Roald Dahl

Roald Dahl was a British novelist, short-story writer, poet, screenwriter, and wartime fighter pilot. He rose to prominence as a writer in the 1940s with works for children and for adults. His books have sold more than 250 million copies worldwide. Dahl’s short stories are known for their unexpected endings, and his children’s books for their unsentimental, macabre, often darkly comic mood.

About Roald Dahl in brief

Summary Roald DahlRoald Dahl was a British novelist, short-story writer, poet, screenwriter, and wartime fighter pilot. He rose to prominence as a writer in the 1940s with works for children and for adults. His books have sold more than 250 million copies worldwide. He served in the Royal Air Force during the Second World War. His awards for contribution to literature include the 1983 World Fantasy Award for Life Achievement and the British Book Awards’ Children’s Author of the Year in 1990. Dahl’s short stories are known for their unexpected endings, and his children’s books for their unsentimental, macabre, often darkly comic mood. His adult works include Tales of the Unexpected and The BFG. Dahl was born in 1916 at Villa Marie, Fairwater Road, in Llandaff, Cardiff, Wales to Norwegians Harald Dahl and Sofie Magdalene Dahl. His father had immigrated to the UK from Sarpsborg in Norway and settled in Cardiff in the 1880s with his first wife, a Frenchwoman named Marie Beaurin-Gresser. His sister Astri died from appendicitis at age 7 in 1920 when Dahl was three years old. His mother decided to remain in Wales instead of returning to Norway to live with relatives, as her husband had wanted their children to be educated in English schools, which he considered the world’s best. Dahl wrote about his time at St. Peter’s boarding school in Derbyshire, when he was 13, in his autobiography: Tales of Childhood. According to his biographer Donald Sturrock, Dahl disliked corporal punishment, which is marked by his hatred of cruelty and cruelty of older boys.

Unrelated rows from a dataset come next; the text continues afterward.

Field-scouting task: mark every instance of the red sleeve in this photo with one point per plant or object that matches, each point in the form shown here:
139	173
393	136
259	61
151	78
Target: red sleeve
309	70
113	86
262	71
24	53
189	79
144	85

In 2008, The Times placed Dahl 16th on its list of \”The 50 Greatest British Writers Since 1945\”. Dahl’s father was a wealthy shipbroker who left behind a fortune of £150,000 when he died in 1920. His grandmother Ellen Wallace was a descendant of an early 18th century Scottish immigrant to Norway. Dahl was named after Norwegian polar explorer Roald Amundsen. He wrote about these violent experiences in his early life in Dahl’s autobiography: Boy: The Boy’s Boy’s Book of Childhood, published by Simon & Schuster, priced £16.99, with a print run of 1,000. Dahl also wrote about the hazing and hazing of younger boys, with younger boys frequently subject to terrible beatings for having to act as personal servants to older boys, and how this led to Dahl’s dislike of corporal cruelty. Dahl referred to Gobstoppers as a favourite sweet among British schoolboys between the two World Wars, and referred to them in his fictional Everlasting Gobstopper which was featured in Charlie and the Chocolate Factory. His parents had wanted him to beeducated at an English public school, and this proved to be the nearest because of the regular ferry link across the Bristol Channel. He was very homesick and wrote to his mother every week but never revealed his unhappiness to her.